It seems disingenuous to call Fraulein a film when it’s more like a glossy fashion magazine layout. Everything happens inexplicably, beginning with young Ana (Marija Skaricic) arriving at a cafeteria overseen with an iron fist by fiftysomething Ruza (Mirjana Karanovic) and ending with Ana’s departure from a hospital for destinations unknown. No reason is given for why Ana is in Zurich because none seems to matter to director Andrea Staka.
Ana, Ruza, and Mila (Ljubica Jovic), a waitress at Ruza’s cafeteria, are three women from different generations who are defined almost exclusively by the permanency of their sour pusses. Because they’re all from the former Yugoslavia, the audience may glean that their agonies stem from whatever it was they went through in the past (ostensibly during the Bosnian War), but what do these women suffer from in the present beyond varying degrees of reticence?
Staka seems to feel that a displaced narrative reflects political displacement, but her vagueness scans as posturing. Ana exists to remind Ruza of all that she’s missing out of life, but this lesson isn’t conveyed through a mutual understanding of their shared suffering as women or former Yugoslavs but guiltily accepted by Ruza after learning that Ana is dying of leukemia.

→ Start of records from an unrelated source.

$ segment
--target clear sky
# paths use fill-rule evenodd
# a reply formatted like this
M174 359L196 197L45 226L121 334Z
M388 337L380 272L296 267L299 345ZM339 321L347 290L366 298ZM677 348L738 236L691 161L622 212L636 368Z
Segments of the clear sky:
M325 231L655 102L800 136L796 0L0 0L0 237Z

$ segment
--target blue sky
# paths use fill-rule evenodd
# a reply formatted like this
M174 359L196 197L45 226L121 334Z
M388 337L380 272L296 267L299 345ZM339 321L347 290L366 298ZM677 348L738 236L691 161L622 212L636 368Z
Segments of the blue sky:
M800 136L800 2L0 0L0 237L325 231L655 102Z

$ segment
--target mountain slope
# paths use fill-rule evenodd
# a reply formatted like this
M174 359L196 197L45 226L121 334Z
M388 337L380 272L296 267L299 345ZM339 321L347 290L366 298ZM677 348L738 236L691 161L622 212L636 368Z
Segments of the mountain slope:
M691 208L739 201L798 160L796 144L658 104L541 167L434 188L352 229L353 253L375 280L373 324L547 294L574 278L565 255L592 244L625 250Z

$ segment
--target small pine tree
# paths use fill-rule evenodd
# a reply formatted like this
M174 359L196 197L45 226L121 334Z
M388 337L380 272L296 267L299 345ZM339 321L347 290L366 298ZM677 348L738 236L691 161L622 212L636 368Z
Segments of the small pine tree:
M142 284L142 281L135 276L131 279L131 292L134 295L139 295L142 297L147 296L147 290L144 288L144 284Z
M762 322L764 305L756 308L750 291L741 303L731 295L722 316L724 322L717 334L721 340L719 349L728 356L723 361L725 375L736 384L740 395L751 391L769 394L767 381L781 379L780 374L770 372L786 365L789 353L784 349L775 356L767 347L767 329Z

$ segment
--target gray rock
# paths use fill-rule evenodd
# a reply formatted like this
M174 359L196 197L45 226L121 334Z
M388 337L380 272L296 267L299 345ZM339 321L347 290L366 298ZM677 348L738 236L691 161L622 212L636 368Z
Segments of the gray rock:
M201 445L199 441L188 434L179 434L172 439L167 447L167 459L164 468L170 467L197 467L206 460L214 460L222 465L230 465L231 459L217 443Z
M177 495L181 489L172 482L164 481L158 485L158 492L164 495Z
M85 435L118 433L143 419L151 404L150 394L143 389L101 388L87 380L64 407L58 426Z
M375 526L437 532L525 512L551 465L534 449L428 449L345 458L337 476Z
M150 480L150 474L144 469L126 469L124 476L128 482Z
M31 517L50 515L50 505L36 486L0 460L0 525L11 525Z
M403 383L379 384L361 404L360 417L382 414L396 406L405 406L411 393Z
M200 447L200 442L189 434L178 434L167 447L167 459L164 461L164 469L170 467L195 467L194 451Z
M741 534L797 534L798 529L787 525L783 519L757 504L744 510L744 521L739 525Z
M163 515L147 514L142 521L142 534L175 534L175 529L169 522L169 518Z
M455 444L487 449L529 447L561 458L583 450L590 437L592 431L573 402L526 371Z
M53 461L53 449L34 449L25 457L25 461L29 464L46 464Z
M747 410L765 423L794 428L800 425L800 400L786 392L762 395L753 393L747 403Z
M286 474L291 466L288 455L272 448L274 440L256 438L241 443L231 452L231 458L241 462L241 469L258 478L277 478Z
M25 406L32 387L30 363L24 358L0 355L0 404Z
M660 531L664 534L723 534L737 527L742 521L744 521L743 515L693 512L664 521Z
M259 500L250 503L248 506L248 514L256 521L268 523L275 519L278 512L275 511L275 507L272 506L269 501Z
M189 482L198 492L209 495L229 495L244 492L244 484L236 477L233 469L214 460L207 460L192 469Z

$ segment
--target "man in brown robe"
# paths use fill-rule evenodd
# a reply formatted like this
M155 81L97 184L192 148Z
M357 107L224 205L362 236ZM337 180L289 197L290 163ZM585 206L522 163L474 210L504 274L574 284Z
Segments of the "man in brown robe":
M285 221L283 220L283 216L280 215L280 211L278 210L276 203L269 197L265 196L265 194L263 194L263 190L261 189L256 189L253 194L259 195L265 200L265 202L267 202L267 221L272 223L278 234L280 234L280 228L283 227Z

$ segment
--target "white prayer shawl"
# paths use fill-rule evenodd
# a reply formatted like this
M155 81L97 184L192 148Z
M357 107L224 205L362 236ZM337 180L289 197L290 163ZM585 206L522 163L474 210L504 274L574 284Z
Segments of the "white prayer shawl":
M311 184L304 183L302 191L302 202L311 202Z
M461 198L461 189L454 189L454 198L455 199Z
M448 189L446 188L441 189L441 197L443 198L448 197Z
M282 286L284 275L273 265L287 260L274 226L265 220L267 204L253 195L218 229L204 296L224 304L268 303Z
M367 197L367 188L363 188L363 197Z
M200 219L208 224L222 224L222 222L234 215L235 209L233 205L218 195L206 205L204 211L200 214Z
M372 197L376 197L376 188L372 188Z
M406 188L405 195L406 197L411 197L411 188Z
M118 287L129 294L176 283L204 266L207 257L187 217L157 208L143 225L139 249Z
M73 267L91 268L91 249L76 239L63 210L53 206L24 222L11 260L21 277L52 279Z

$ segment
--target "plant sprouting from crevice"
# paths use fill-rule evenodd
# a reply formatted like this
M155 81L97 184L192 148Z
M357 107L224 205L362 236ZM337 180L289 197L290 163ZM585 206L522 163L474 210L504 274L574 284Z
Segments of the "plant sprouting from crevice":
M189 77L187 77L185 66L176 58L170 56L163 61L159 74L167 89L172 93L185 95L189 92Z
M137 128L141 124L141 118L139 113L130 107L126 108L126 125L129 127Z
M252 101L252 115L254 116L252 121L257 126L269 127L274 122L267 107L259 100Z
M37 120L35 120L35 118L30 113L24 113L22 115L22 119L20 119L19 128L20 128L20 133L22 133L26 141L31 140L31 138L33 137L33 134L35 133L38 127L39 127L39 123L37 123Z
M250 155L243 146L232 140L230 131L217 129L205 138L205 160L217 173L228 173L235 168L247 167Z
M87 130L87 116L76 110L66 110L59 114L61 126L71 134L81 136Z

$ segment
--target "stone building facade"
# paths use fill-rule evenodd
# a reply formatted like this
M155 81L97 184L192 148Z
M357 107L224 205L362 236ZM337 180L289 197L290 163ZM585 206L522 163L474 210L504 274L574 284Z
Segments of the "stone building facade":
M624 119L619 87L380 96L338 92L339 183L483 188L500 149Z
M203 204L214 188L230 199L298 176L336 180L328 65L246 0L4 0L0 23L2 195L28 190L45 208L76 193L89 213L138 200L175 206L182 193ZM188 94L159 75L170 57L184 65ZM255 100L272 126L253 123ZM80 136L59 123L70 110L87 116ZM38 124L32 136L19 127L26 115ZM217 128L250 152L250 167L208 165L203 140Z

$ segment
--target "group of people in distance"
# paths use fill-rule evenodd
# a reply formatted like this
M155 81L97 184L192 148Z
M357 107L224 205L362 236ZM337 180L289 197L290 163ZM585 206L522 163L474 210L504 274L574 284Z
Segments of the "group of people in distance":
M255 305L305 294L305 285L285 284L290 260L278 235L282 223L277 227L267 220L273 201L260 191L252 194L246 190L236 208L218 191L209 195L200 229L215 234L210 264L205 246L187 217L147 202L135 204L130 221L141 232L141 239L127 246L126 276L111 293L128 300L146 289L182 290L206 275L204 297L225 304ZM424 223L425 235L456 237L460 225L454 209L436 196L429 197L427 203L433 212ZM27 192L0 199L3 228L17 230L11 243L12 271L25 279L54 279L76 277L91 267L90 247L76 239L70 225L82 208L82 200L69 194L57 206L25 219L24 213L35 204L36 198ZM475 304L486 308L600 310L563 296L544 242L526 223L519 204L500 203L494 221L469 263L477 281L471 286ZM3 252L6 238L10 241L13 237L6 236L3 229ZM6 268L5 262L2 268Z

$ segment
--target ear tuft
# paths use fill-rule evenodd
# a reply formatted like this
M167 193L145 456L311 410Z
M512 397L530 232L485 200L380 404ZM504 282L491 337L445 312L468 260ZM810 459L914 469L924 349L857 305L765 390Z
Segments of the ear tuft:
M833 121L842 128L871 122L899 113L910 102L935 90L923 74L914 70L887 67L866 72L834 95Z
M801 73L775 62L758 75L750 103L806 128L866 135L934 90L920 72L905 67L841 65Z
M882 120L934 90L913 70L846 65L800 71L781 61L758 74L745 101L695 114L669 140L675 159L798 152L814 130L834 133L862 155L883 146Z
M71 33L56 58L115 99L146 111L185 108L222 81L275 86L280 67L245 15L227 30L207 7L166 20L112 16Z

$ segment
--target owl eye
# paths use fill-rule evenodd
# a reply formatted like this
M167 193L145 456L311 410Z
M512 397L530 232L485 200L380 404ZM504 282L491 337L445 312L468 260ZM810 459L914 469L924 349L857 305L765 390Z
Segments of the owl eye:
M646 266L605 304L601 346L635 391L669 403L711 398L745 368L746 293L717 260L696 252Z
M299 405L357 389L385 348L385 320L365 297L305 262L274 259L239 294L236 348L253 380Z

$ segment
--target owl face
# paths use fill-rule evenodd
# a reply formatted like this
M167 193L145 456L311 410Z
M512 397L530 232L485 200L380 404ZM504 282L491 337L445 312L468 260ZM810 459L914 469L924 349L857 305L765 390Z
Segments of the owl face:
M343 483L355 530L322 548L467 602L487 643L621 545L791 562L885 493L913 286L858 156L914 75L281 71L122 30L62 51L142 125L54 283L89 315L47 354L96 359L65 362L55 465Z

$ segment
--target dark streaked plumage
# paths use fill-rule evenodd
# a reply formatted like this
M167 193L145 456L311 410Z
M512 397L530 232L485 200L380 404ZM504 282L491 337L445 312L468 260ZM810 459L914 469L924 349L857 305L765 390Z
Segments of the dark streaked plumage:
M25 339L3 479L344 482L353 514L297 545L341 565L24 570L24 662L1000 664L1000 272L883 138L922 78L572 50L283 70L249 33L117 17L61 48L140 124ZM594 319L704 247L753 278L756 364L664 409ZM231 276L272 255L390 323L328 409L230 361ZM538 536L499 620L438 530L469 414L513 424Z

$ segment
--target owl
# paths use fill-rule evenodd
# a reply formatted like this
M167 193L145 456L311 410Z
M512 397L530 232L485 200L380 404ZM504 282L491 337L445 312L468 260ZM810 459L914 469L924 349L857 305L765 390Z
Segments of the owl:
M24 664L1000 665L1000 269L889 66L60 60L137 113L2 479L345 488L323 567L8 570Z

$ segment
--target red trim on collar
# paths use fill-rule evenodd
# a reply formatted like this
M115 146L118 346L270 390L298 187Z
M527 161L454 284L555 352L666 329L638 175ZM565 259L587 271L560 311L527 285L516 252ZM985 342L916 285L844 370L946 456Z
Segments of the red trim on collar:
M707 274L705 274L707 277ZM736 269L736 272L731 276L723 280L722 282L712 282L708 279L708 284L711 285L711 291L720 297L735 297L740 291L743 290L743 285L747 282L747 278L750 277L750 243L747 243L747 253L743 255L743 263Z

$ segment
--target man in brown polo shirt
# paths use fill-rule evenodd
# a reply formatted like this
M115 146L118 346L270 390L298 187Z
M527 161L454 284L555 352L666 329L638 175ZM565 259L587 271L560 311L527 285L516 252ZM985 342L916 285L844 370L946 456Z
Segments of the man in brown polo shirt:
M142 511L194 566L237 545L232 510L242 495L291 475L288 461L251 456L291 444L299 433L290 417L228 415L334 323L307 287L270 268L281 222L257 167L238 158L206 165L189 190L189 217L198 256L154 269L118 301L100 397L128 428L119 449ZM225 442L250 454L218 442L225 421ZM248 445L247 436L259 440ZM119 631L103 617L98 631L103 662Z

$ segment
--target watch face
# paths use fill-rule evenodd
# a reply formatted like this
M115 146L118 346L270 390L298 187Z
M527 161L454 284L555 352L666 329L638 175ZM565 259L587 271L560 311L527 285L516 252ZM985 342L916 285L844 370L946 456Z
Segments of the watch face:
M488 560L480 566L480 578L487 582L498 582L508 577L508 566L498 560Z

Mila gets the only interesting scene, admitting to her husband that she doesn’t care to rebuild a house she no loner wants to return to, but even this moment barely qualifies as characterization. Like the upcoming Ballast, Fraulein almost entirely shuns backstory, coloring around the lives of its characters with ostentatious style (in this case, fuzzy-wuzzy visual vibes and music tailored to each character’s generation) and hoping audiences won’t mind filling in the blanks.